Será que as minhas preces foram ouvidas?… Dizem-me que voltas, marinheiro… dizem-me que voltas! Que a tua caravela se avista do cais. É verdade que o teu corpo não ficou no mar de todas as tormentas. É verdade que voltas? – Obrigado meu Deus!

Dizem-me que a embarcação já não é de madeiras, mas de oiro. Dizem que as tuas mãos estão cravejadas de pedras preciosas. Por certo, o povo vê com os olhos da imaginação!
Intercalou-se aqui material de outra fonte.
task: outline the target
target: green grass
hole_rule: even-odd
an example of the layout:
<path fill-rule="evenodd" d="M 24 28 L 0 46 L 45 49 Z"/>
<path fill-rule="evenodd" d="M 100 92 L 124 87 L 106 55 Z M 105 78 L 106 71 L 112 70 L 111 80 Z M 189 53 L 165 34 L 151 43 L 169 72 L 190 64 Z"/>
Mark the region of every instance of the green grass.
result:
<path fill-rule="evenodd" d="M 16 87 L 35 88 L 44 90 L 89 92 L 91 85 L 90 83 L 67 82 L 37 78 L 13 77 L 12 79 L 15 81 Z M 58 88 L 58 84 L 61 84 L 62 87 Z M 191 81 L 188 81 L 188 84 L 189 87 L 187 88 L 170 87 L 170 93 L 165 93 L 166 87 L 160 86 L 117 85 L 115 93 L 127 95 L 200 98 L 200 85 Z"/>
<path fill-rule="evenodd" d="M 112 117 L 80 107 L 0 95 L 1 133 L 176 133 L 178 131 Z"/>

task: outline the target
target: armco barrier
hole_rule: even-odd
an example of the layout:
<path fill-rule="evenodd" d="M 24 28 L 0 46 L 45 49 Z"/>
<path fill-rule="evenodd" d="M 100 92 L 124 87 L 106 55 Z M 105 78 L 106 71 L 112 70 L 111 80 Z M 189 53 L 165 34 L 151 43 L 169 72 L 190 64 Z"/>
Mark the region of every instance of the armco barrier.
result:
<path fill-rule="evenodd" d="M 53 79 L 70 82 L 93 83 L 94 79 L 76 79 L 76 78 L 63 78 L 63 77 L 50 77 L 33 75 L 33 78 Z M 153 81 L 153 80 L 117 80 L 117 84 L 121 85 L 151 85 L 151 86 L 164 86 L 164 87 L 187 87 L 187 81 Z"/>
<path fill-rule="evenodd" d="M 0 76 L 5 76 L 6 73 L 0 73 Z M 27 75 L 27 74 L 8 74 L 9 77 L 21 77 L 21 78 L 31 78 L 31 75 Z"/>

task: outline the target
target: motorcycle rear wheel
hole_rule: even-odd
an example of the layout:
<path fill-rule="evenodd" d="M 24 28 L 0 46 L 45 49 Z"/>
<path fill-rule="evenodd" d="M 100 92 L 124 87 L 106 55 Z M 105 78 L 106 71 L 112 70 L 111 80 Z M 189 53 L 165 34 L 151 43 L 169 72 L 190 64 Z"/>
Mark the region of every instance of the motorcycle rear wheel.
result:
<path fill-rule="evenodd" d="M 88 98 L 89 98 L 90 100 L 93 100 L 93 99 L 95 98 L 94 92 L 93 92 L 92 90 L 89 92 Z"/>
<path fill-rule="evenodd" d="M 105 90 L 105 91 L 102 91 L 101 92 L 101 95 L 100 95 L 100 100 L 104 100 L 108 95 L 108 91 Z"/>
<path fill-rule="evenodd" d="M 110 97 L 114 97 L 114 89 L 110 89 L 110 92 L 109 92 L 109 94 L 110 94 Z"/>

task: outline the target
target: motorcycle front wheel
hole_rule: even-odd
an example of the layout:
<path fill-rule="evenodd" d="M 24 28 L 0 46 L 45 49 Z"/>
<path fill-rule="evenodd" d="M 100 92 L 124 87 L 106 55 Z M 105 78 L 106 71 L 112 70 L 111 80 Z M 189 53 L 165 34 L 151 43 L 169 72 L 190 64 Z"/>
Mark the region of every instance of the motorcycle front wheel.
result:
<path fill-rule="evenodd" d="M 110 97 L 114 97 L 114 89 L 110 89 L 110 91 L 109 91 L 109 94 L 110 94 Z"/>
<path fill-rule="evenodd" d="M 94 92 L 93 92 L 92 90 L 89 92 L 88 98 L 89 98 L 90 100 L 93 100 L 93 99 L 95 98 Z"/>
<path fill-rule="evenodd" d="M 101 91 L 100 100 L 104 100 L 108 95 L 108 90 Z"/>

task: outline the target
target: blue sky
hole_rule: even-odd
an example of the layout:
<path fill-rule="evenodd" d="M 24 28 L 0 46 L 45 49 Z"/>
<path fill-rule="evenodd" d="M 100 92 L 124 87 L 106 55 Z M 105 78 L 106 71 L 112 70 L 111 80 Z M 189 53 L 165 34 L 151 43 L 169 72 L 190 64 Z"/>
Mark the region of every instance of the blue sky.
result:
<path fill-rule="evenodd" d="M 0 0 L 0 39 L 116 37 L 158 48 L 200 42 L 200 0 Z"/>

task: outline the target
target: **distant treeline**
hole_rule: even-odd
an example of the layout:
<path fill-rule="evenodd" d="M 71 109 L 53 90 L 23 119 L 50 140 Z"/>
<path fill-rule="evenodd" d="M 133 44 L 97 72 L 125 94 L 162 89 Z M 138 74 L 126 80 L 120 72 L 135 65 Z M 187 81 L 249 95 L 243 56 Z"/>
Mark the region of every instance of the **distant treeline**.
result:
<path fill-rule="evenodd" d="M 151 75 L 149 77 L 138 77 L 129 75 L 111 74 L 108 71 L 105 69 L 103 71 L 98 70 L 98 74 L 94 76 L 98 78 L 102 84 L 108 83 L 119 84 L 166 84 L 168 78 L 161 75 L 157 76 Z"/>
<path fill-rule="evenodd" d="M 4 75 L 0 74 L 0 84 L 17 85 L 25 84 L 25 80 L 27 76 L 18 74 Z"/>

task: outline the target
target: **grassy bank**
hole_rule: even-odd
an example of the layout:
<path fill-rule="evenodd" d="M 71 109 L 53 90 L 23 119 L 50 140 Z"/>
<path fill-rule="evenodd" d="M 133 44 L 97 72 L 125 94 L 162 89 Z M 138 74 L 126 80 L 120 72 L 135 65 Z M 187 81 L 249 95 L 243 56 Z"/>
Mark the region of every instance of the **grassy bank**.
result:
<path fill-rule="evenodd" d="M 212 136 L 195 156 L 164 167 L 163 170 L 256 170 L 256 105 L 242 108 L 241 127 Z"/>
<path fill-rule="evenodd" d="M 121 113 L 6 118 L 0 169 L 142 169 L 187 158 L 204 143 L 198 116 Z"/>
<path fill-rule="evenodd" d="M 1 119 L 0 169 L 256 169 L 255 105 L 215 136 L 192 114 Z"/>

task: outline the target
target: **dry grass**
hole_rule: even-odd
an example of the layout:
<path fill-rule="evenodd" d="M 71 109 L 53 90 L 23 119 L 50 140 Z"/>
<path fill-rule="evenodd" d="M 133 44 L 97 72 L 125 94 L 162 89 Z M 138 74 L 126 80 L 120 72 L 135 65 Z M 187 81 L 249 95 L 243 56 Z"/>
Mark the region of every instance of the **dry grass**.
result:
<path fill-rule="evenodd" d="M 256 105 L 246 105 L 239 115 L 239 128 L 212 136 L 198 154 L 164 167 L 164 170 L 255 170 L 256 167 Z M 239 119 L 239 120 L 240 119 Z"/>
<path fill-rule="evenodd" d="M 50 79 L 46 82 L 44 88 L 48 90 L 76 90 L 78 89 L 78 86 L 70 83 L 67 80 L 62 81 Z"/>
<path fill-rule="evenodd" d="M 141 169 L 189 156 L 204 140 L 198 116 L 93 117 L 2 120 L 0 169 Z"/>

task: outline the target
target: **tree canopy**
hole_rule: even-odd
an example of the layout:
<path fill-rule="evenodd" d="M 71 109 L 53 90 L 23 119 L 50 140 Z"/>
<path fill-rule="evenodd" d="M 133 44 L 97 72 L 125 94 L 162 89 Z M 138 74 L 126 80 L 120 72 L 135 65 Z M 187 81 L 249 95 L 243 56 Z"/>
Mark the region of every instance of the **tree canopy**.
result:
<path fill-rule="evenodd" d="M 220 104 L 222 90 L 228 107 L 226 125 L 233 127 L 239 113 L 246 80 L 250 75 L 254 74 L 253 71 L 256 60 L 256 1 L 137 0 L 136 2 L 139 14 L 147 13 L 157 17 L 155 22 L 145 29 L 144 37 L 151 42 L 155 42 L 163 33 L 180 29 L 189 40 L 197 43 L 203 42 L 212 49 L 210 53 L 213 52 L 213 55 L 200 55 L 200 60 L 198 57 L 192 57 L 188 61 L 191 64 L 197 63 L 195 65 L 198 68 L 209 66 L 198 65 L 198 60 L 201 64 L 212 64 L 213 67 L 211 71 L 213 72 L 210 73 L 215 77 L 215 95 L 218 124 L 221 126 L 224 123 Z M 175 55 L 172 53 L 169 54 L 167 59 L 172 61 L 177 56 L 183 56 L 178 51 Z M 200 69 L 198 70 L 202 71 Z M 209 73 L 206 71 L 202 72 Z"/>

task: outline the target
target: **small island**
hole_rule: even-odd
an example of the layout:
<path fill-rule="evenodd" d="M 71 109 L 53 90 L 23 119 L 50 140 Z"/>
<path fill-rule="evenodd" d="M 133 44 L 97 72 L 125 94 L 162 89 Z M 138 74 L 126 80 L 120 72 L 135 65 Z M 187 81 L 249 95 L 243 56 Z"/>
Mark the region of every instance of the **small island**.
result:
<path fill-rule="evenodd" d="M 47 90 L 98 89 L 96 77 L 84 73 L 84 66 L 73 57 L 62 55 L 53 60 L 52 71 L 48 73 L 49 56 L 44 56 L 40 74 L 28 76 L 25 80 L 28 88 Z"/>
Dizem-me que agora és rei de outros reinos? Que as cinco quinas dominam novos mundos, que a tua espada é de prata e as vestes ricas como as de Sua Majestade el Rei…

Agora, que devo eu vestir para te receber no cais? Reconhecer-me-ás nestes andrajos?

Neste corpo magro e seco? Nestes olhos mortiços? Reconhecerás esta folha sem viço que sobrou da Primavera do nosso amor?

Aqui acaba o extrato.